Eh bien, ça l’explique ; Nous sommes tous des monstres de Kobo Daishi !

Malgré l’écrasante majorité des chrétiens de mon pays, les États-Unis, le christianisme n’est tout simplement pas aussi cool que le bouddhisme. Ça doit être toutes ces perles que tu portes. Pour l’Américain moyen, tout dans le bouddhisme respire la fraîcheur: La méditation est cool, se promener en pèlerinage est cool, « se retrouver » est encore plus cool, et l’illumination, si vous l’atteignez, est totalement galactique. Même les interprétations artistiques du Bouddha sur des T-shirts sont cool.

Les Hippies pensaient que le bouddhisme était cool, toute personne vivant en marge pense que le bouddhisme est cool et chaque étudiant qui voyage à travers l’Asie pour un passage revient orné d’éléments du bouddhisme: perles juzu, talismans et tatouages sanskrits. Même ma propre grand-mère à 94 ans a dit: « Si je pouvais tout recommencer, je pense que je serais bouddhiste! »
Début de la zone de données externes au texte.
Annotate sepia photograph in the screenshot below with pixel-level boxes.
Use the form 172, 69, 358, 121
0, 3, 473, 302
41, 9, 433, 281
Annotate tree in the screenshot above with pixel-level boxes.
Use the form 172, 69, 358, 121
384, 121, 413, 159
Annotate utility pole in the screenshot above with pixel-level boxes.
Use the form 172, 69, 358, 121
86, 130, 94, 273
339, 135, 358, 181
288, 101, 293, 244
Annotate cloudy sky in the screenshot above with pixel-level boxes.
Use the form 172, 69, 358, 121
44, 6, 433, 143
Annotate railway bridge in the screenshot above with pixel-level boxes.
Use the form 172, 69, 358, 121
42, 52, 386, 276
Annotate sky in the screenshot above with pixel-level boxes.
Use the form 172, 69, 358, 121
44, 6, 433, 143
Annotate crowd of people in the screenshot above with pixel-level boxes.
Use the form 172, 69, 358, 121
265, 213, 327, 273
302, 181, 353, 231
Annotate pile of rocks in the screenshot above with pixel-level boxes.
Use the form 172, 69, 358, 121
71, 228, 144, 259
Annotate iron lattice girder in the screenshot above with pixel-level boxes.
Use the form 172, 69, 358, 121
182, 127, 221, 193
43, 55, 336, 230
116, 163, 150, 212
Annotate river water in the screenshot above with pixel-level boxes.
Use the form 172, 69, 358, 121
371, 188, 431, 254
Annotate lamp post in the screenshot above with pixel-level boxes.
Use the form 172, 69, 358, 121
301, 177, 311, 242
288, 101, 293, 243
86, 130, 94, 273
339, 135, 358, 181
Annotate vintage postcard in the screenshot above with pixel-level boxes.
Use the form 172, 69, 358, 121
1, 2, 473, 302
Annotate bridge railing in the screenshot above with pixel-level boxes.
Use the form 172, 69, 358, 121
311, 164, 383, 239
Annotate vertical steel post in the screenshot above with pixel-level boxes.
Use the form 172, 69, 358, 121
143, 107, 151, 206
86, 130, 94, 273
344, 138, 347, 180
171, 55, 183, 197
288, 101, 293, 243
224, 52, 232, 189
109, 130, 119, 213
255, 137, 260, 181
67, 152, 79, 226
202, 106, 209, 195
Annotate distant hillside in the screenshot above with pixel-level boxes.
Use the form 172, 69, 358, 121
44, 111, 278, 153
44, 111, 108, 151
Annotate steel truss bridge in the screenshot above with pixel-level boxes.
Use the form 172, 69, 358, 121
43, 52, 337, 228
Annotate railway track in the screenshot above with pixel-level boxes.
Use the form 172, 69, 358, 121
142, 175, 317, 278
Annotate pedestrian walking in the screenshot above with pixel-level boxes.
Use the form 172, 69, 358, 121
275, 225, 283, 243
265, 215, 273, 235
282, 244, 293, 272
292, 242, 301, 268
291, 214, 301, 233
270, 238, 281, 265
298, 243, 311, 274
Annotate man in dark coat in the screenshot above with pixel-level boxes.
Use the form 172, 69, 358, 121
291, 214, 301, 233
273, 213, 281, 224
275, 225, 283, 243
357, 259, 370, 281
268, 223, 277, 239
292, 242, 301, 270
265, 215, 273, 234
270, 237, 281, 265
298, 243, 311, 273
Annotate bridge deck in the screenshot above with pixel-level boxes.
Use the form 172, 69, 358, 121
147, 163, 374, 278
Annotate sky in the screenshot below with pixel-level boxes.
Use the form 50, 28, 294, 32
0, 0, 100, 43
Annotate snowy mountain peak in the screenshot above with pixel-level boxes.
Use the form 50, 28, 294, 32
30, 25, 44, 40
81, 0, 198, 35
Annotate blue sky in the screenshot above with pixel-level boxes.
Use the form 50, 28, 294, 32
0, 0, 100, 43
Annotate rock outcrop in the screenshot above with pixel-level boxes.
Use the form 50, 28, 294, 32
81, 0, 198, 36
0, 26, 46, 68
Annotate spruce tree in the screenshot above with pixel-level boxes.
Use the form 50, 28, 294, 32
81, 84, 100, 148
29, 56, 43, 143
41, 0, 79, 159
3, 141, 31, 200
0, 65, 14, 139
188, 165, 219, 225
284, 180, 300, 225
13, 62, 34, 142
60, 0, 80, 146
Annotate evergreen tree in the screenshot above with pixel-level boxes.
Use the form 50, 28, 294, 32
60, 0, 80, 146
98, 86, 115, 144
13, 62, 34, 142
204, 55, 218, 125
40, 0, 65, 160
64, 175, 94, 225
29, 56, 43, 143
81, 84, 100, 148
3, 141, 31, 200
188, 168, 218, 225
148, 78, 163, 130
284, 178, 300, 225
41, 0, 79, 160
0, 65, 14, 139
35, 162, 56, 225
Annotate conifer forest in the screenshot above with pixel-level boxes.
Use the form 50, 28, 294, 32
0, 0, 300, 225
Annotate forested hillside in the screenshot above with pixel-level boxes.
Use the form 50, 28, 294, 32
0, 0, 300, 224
Il est possible qu’au fond, les Américains soient des aspirants bouddhistes. Pas que la plupart des gens se convertissent jamais. Nous préférons reprendre le karma religieux et laisser le reste aux ascètes.

Le christianisme offre beaucoup des mêmes choses cool que le bouddhisme, mais d’une manière complètement différente. Où le christianisme est orienté vers le groupe (culte de groupe, école du dimanche, groupes de jeunes, lycées chrétiens, associations caritatives, etc.), le bouddhisme est plus une question de soi, de l’améliorer et de le perfectionner. Cette recherche intérieure de soi fait appel à notre sentiment d’autonomie américain.

Lorsque nous entendons parler des moines marathons du mont Hiei, qui, pendant sept ans, effectuent un pèlerinage rigoureux dans des conditions si défavorables que les moines sont près d’affronter la mort, nous sommes imprégnés de crainte. Mais pas tant à cause de leur dévotion religieuse que de leur dévotion physique.

Le pèlerinage bouddhiste fait appel aux motivations du voyageur indépendant en nous. La méditation fait appel à notre recherche intérieure du sens de la vie. Le bouddhisme Shingon présente l’illumination comme quelque chose de tangible, ou du moins réalisable et quelque chose qui peut être atteint avant la mort. Tout ça, et tu peux même dormir le dimanche! Il est étonnant que les Japonais, qui semblent si dépendants de la communauté pour réussir, aient embrassé le bouddhisme si complètement. Et il est étonnant que les Américains, si indépendants et autonomes, embrassent une religion de groupe comme le christianisme avec tant de ferveur.

Le 4 mai était la fête annuelle du printemps de Kobo Daishi sur notre île. C’est l’une des deux seules fois par an que les bouddhistes de l’île se réunissent et prient en une seule entité. Les insulaires sont venus, ils ont chanté, ils se sont purifiés et ils sont partis. Tout était si simple.

Clairement, que ce soit un monstre de Jésus ou un monstre de Kobo Daishi, ce dont nous avons besoin, c’est de tout ce qui apporte un équilibre à nos vies.